Seamus Milne on Iraq’s Oil

There is a good reason why Upstream Online is popular amongst workers in the oil and gas industry as opposed to say, Seamus Milne of the Guardian.  Via Tim Worstall, here is the latter:

[F]our of the western world’s largest oil corporations are due to sign contracts for the renewed exploitation of Iraq’s vast reserves. Initially, these are to be two-year deals to boost production in Iraq’s largest oilfields. But not only did the four energy giants – BP, Exxon Mobil, Shell and Total – write their own contracts with the Iraqi government, an unheard-of practice: they have also reportedly secured rights of first refusal on the far more lucrative 30-year production contracts expected once a new US-sponsored oil law is passed, allowing a wholesale western takeover. Big Oil is back with a vengeance.
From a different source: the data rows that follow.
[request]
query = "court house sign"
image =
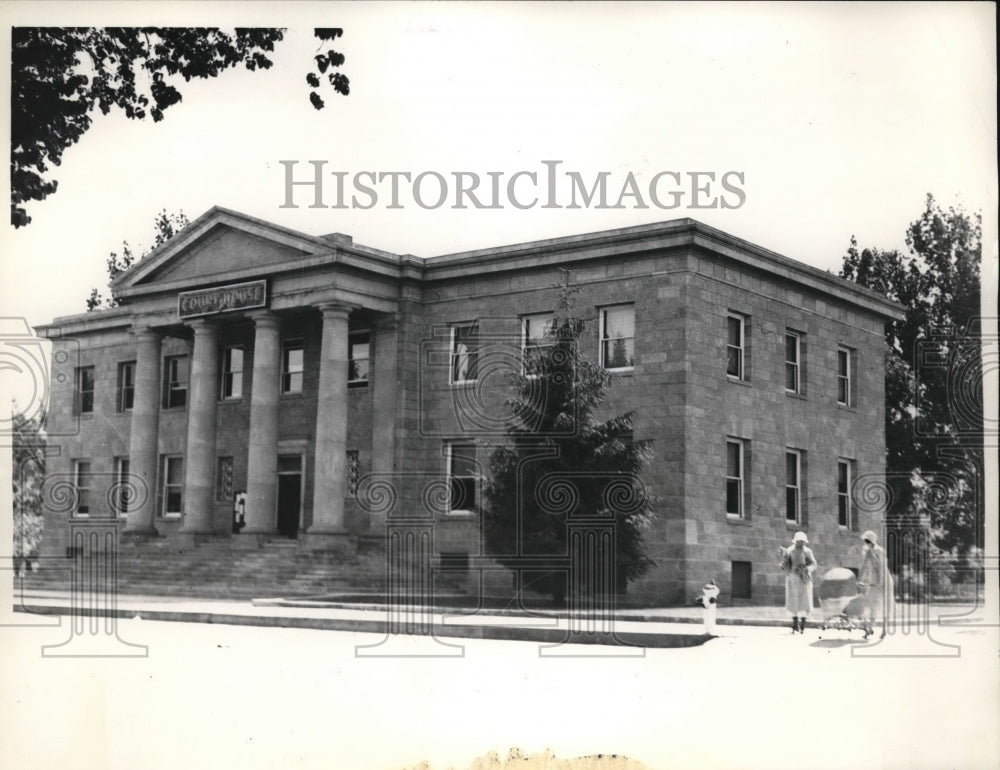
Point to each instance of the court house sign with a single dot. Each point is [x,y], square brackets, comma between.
[237,296]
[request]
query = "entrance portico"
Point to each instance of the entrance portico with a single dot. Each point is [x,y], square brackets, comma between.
[226,283]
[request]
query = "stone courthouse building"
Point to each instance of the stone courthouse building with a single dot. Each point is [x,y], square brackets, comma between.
[259,382]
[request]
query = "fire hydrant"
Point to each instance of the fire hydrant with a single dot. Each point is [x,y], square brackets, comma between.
[710,601]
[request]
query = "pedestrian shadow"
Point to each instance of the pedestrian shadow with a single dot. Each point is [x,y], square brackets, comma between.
[834,643]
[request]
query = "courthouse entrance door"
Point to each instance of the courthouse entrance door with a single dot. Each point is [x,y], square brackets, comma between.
[289,494]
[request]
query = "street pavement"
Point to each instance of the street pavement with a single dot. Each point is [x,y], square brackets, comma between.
[209,695]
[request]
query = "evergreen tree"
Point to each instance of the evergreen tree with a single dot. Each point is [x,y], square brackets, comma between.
[29,474]
[559,462]
[165,226]
[934,379]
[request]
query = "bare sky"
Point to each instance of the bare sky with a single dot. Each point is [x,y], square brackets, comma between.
[840,117]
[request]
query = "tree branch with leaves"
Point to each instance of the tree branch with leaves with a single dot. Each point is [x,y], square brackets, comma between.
[60,76]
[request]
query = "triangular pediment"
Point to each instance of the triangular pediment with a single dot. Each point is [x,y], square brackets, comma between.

Milne offers no source for his assertion that BP, Exxon Mobil, Shell and Total wrote their own contracts, which is odd given that stating as fact something previously unheard-of usually requires evidence of such.  But of more interest is what Milne chose to leave out, and what Upstream Online chose to leave in:

Iraq has published a list of 35 companies that it said are qualified to bid for future oil and gas contracts, a government spokesman said.

“Up to now, 35 companies have been qualified out of 120 companies that presented their documentation to the oil ministry,” government spokesman Ali al-Dabbagh said at a press conference, Reuters reported.

35 companies have qualified?  So not just BP, Exxon Mobil, Shell and Total, then.

The 35 companies shortlisted are:

  • Marathon Oil (US)
  • BG International (UK)
  • Mitsubushi Corporation (Japan) 
  • BHP Billiton (Australia/UK)
  • Nexen (Canada)
  • BP (UK)
  • Nippon Oil (Japan) 
  • Chevron (US)
  • Occidental Petroleum (US)
  • China National Offshore Oil Corporation (China)
  • Oil & Natural Gas Corporation (India)
  • China National Petroleum Corporation (China)
  • Petronas (Malaysia)
  • ConocoPhillips (US)
  • Pertamina (Indonesia)
  • Edison International (US)
  • Premier (UK)
  • Eni (Italy)
  • Repsol YPF (Spain) 
  • ExxonMobil (US)
  • Shell (UK/Netherlands)
  • Hess (US)
  • Sinochem (China)
  • Inpex (Japan)
  • Sinopec (China)
  • Japex (Japan)
  • StatoilHydro (Norway)
  • Gazprom Neft (Russia)
  • Total (France)
  • Kogas (South Korea)
  • Wintershall BASF (Germany)
  • Lukoil (Russia)
  • Woodside (Australia)
  • Maersk (Denmark)
  • Anadarko (US)

According to Seamus Milne, the above represents a “full imperial package” on the part of the US.  If so, it’s a pretty cack-handed attempt at imperialism if that is the outcome.


3 thoughts on “Seamus Milne on Iraq’s Oil

  1. Is “right of first refusal” the same thing as “qualified to bid”? Doesn’t sound like it to me. And if that’s the case, the question to me is why Upstream Online left out that detail.

  2. I imagine Upstream Online left out the bit about “right of first refusal” because it is in all likelihood pure fabrication. Note that Seamus Milne gets around this by simply putting “reportedly” in front of the claim.